With its sparse Warlpiri dialogue and unflinching mix of gentle humour and grim realism, this is a damning indictment of the treatment of the Aboriginal peoples by the Australian authorities. Thornton doesn't refer directly to the so-called `Northern Territory intervention' that cited sexual and substance abuse as an excuse for breaking up isolated communities on homelands coveted by mining and agricultural conglomerates, but his intention is readily apparent from the assertion that `cinema is a lie that tells the truth about life'. He perhaps piles too many miseries upon the runaways and the climactic shift from rock-bottom hopelessness to tentative optimism is a touch contrived. But Thornton handles his own cinematography with the same aplomb he brings to the pacing of the picture, while he also coaxes performances of touching vulnerability and spirit out of his exceptional non-professional leads.

Finally, in a much lighter vein, there's Tom Reeve's Holy Water, an Ulster comedy that seeks to replicate the Oirish whimsy of sleeper hits like Waking Ned (1998), but is simply too contrived and inconsequential to raise more than the occasional smile.

Times are so hard in the backwater of Killcoulin's Leap that the locals have taken to plunging off the cliffs in mid-lament. Hotelier John Lynch hasn't had a booking in months and can barely make beer money from playing in a folk band with mechanic Lochlainn O'Mearain, farmer's son Cian Barry and chirpy postman Cornelius Clarke. So, when the latter learns that he's about to lose his job in an economy drive, the friends fall in with his plan to hijack a truck carrying Viagra to Belfast Airport and sell the little blue pills in Amsterdam.

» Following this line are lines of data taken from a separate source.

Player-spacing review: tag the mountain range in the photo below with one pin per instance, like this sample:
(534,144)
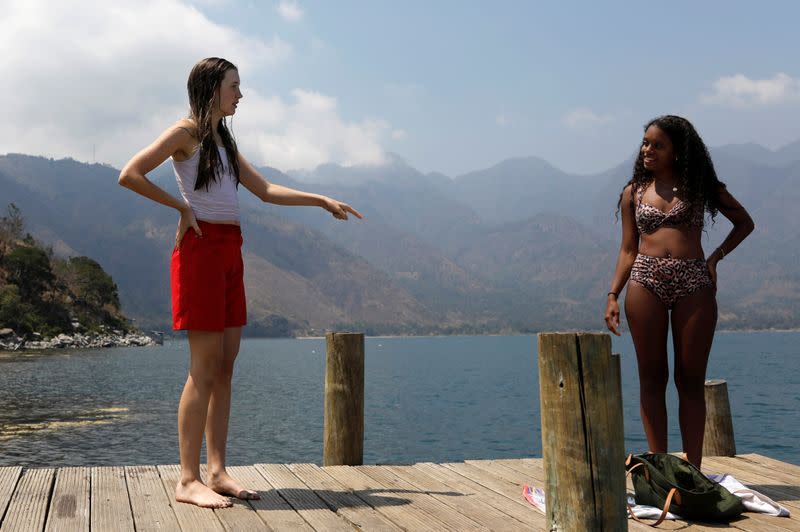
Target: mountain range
(517,247)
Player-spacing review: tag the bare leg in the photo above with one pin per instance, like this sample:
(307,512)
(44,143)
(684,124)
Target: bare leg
(694,319)
(206,353)
(648,321)
(219,409)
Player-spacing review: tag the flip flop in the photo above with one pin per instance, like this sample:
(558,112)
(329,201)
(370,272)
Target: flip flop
(248,495)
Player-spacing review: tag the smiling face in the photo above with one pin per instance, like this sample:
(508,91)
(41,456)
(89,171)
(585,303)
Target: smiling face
(657,150)
(228,95)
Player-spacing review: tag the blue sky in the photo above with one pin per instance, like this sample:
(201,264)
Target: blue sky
(449,86)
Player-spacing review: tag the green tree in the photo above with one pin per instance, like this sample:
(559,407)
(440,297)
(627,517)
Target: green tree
(11,227)
(28,267)
(16,313)
(91,284)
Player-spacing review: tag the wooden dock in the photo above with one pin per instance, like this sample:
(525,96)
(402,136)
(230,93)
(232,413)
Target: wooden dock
(476,494)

Dressed as navvies and nuns, the foursome pulls off the heist with surprising ease. But Pfizer wants its merchandise back and dispatches a crack unit comprising Linda Hamilton, Tommy `Tiny' Lister and Lisa Catara to assist village bobbies Stanley Townsend and Angeline Ball with their inquiries. Having hurled a telltale tracking device out to sea, the quartet stashes its ill-gotten barrels down a nearby Marian well. However, it's only a matter of time before the contents get into the water supply and priest Dermot Crowley is being waylaid by libidinous parishioners desperate to confess their wanton transgressions.

As Lister pairs off with Lynch's long-suffering sister, Susan Lynch, and Catara seduces O'Mearain, Barry plucks up the courage to kiss barmaid Deirdre Mullins. Meanwhile, pub landlord Ray Callaghan and crony Frank Dunne send Hamilton on a wild goose chase after a Russian trawler and prosperity returns as crowds flock to take the rejuvenating waters.

The cast works hard to put some lead in a limp script, with Townsend and Ball having a few choice lines as they mockingly follow in Hamilton's wake. But, even though Joost van Starrenburg's camera luxuriates in the verdant coastal scenery, there's just no escaping from the clichés, caricatures and cornball innuendoes.